Страница 53 из 66
С ее всемогущей ладонью на спине Страхов понимал, что придется признать ее правоту.
— У тебя клаустрофобия, — с гипнотической властностью повторила она, сильнее нажимая на «ты». — Чем шире пространство вокруг, тем оно для тебя уже и страшнее. Чем шире мир вокруг, который ты видишь, тем больше твоя уверенность в том, что он замкнут и безысходен.
Конечно, она была права!
— Находящееся в бесконечном движении не достигает предела, — вдруг вспомнил он один из жизненных таг-лайнов из «Дао Дзэ Дуна».
— Умеющий ходить, не оставляет следов, — ответила она, и ему показалось, что она отвечала одновременно с вопросом и слова ответа чередуются со словами вопроса, входя в них, как гребенка в гребенку и порождая новую, очень действенную бессмыслицу.
— Почему? — спросил он, чего нельзя было делать по правилам «Дао Дзэ Дуна».
— Это я и хотела спросить у тебя, — сказала богиня-супераутсорсер за спиной у креатора Страхова и вновь тантрически втянула в себя воздух, так что креатор Страхов снова пережил глубокое утробное чувство. — Мы сейчас оба станем искать ответ. Ты просто смотри вперед… Смотри.
Он подчинился, стал смотреть. Он замечал, что реальность — высокоэкологичный простор перед его глазами — и открывающийся простор беспорядочных воспоминаний как бы меняются местами. Лес был внутри него, а образы, запечатленные в мозге, разлились наружу.
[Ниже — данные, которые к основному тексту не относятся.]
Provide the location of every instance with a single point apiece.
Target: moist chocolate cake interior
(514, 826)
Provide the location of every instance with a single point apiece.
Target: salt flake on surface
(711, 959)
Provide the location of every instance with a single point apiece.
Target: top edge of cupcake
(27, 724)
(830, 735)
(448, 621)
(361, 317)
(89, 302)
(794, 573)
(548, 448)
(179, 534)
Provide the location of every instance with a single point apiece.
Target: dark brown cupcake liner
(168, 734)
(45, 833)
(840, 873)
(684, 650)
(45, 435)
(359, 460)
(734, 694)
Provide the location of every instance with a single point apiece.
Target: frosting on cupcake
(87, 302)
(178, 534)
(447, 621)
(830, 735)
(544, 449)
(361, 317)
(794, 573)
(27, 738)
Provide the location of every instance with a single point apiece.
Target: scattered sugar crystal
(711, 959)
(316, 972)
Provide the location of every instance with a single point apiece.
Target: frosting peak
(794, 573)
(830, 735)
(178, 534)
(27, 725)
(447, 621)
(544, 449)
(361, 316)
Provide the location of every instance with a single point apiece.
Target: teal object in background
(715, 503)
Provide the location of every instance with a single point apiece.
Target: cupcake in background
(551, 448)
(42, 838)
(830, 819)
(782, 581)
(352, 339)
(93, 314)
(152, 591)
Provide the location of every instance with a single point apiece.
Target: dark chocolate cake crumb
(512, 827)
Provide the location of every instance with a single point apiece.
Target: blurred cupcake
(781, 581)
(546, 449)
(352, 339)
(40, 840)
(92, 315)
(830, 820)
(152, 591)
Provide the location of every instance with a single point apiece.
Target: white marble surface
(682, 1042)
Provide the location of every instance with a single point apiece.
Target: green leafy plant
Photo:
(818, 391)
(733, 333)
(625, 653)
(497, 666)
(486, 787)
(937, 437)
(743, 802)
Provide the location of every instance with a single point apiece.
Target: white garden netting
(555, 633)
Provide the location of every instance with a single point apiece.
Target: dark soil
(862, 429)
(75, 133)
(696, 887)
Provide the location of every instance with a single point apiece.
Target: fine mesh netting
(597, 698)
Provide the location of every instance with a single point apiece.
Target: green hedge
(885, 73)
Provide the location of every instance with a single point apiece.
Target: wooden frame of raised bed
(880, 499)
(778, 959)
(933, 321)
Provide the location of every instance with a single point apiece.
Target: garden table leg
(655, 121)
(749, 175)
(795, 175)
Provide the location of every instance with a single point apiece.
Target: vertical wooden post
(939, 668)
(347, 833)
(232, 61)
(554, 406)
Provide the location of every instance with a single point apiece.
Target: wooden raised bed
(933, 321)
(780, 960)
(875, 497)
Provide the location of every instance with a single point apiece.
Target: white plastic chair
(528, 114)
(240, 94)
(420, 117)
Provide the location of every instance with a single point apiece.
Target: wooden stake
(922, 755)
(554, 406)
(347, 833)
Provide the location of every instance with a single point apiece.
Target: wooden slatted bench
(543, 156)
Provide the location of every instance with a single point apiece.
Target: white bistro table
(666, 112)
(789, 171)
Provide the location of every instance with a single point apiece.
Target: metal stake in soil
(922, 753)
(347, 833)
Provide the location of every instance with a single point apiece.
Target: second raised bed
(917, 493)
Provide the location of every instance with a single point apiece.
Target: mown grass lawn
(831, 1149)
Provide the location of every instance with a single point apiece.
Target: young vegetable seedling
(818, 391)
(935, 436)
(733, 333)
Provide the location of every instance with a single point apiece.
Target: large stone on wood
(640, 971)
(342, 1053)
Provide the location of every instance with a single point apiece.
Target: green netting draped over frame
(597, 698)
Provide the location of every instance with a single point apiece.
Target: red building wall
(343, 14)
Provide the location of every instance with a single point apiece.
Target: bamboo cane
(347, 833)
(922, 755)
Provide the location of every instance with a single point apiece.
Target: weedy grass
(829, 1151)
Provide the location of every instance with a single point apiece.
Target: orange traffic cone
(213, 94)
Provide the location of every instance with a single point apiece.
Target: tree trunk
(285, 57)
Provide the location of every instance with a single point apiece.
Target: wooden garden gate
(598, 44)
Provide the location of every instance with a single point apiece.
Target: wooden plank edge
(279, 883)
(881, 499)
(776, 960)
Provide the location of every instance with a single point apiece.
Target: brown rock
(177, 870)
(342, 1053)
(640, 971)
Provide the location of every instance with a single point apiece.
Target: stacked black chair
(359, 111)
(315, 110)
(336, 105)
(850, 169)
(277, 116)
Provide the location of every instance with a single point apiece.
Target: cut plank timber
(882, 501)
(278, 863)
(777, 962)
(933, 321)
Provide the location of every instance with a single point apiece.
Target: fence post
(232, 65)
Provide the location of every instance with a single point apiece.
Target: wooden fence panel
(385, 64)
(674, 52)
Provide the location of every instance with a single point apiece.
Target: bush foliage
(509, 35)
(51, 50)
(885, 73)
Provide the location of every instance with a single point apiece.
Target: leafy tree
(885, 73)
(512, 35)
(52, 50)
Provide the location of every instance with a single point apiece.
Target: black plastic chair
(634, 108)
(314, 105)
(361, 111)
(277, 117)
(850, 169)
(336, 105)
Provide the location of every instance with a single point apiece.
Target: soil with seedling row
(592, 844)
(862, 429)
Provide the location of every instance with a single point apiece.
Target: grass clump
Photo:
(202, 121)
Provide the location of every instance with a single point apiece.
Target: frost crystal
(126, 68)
Она, богиня аутсорсинга у него за спиной, пускала веером импульсы по нейронным связям в его мозге, стимулировала нейроны, вызывала определенные образы, потому что пыталась найти ответ «почему». Почему — он?
Он видел очень обыкновенные картины. Он видел просто какие-то банальные города с коробками, башнями и башенками, потом каких-то незнакомых людей в лодках, сбившихся посреди большого водоема на фоне какой-то торчащей из воды неподалеку, облезшей колокольни (знакомый кадр из какого-то старого фильма), потом каких-то коров и старушек в белых платочках на улицах новостроек (тоже, несомненно, кадр из какого-то старого фильма про ностальгию). Потом он видел самого себя: как он любил делать в детстве летом — едва проснувшись, выбегать из дома прямо вперед в прохладный, бескрайний, пахнущий грибами и крапивой лес, нырнуть в подлесок или под большую елку, спустить трусы и, напряженно наблюдая за утренней жизнью прозрачных, светящихся комариков, сладостно опорожниться…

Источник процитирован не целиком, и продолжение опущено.